La méthode biplan de Simpson nécessite de tracer (c’est-à-dire de dessiner une ligne le long) de l’endocarde en vue apicale à quatre chambres (A4C) et en vue apicale à deux chambres (A2C) en diastole et en systole. L’endocarde entier, de l’anneau mitral à l’anneau mitral, doit être tracé (figure 3). Le système d’échographie divise ensuite la zone en un certain nombre de disques égaux et les reconstruit de manière à ce que les volumes puissent être calculés.

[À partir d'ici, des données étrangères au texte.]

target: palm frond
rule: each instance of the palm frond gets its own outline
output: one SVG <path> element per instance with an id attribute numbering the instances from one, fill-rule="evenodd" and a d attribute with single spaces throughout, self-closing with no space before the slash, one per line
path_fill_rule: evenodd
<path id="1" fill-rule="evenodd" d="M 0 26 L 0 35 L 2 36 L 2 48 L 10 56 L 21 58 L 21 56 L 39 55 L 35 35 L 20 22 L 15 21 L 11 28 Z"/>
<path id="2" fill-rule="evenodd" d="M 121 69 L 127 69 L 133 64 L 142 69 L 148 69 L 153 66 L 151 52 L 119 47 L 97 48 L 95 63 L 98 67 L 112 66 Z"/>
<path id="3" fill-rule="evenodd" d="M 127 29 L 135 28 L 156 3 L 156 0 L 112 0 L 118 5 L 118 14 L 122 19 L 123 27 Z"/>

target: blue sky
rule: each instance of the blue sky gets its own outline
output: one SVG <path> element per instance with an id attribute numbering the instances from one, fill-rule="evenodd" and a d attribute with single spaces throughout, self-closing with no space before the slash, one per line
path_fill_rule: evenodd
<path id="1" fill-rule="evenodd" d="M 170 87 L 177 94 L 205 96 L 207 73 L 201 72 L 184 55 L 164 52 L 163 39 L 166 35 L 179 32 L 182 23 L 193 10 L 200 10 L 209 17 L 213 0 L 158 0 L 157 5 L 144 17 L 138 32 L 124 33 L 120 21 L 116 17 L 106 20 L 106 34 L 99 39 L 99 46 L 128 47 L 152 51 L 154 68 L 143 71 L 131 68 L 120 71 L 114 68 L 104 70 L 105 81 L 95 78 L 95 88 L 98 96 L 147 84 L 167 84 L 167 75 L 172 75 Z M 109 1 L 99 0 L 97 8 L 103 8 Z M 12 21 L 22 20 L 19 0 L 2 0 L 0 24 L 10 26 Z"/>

Le terme biplan signifie que les mesures sont effectuées dans deux plans, à savoir A4C et A2C. Comme mentionné ci-dessus, la formule utilisée pour calculer la fraction d’éjection est la suivante :
EF (%) = [(EDV-ESV)]/EDV-100
Raccourcissement et sous-estimation de la fraction d’éjection
Lors de la visualisation du ventricule gauche à partir de fenêtres apicales, de petites erreurs d’angle peuvent entraîner de grandes différences dans les dimensions du ventricule. En fait, toutes les erreurs d’angle conduisent à une sous-estimation des volumes ventriculaires. Ceci est évident dans la figure 4, qui illustre comment les erreurs d’angle conduisent à un raccourcissement.

Références
Hartupee et al (2017) : Neurohormonal activation in heart failure with reduced ejection fraction (Activation neurohormonale dans l’insuffisance cardiaque avec fraction d’éjection réduite). Nature Reviews Cardiology (2017).
Gudmundsson et al : Visually Estimated Left Ventricular Ejection Fraction by Echocardiography Is Closely Correlated With Formal Quantitative Methods (2005).